Yeah, I’m weak enough to let myself feel those emotions and be changed by them and channel them into a different kind of energy?
The second one comes from making grand plans. I had many of them this summer for the semester and some of them went right into the crapper when a UB colleague I was working with up and left for another job. A second one was just implausible financially and a third had some time constraints that couldn’t be met.
I cannot always predict the future, but I am weak enough to be flexible and to look at the failures of the past and realize that I’m smart enough to get past this and rebuild. I’ve been broken and battered and the next time I’ll stand a bit stronger but for now, I’m weak enough to learn from all of it.

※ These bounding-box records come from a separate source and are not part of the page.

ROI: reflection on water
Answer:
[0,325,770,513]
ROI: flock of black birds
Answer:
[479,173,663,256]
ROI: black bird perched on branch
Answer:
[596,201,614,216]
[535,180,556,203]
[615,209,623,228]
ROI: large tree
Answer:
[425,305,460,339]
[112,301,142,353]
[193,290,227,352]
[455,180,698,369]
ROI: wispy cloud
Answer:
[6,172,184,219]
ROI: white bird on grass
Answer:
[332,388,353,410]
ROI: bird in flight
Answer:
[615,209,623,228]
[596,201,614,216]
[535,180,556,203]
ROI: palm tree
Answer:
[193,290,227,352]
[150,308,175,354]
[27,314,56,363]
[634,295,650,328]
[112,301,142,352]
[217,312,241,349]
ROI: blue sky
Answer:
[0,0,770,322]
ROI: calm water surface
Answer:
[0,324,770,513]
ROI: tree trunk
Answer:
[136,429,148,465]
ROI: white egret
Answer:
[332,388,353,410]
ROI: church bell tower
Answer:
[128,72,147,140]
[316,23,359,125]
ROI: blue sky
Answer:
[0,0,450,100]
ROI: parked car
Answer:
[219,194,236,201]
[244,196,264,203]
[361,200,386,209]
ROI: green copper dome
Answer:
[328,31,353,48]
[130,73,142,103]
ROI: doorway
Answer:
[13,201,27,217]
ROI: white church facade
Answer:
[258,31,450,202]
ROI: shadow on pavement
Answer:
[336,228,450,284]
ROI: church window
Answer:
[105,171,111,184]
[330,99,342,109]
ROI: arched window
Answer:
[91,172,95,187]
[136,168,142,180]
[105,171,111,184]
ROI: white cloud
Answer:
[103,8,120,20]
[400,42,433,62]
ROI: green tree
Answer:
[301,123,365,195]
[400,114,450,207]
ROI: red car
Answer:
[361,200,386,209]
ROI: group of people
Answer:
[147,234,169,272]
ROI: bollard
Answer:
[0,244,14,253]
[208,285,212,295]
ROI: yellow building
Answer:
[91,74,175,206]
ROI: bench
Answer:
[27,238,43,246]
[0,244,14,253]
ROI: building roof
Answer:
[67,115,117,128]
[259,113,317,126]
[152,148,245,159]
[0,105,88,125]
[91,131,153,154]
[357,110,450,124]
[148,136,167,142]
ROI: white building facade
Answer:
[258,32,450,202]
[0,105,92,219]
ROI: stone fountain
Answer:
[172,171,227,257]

When I was a freshman in college, I failed a German course, the only course I’ve ever failed in my life. I ended up in the course because of poor guidance by a dean and it’s one of the only courses from my undergrad years that I still even talk about. I learned about the value of patience that semester because the dean of the language department at that time had none for me and forced me into the course when 2nd level Spanish was over my head and he refused to let me into the first level and insisted I start with a new language. I learned about how easy it is to fall behind when you get in a course late. I valued my health more because I got sick that semester missed two classes and fell behind even further. I learned about the value of trusted sources and administrators who can see beyond the rules, if we can but find those allies within the system.
And I learned humbleness after seeing that F on my transcript. I graduated 9th in my high school class and this was a big blow to my inflated ego.
But I also learned that one failure did not define who I was. I never failed another course. I ended up in graduate school later in life and graduated with honors.
A side note to this story. I also learned forgiveness. My German professor wouldn’t budge on the grade, despite my bargaining. She did write a letter to the financial aid office so that they wouldn’t cut my aid package. But I had some anger towards her regardless. She was nice enough and tried to help me, but German was clearly my Waterloo. I didn’t deserve a D, but I hoped she’d give me one anyway and when she didn’t I was really upset–especially when other students did less in other classes and were given passing grades.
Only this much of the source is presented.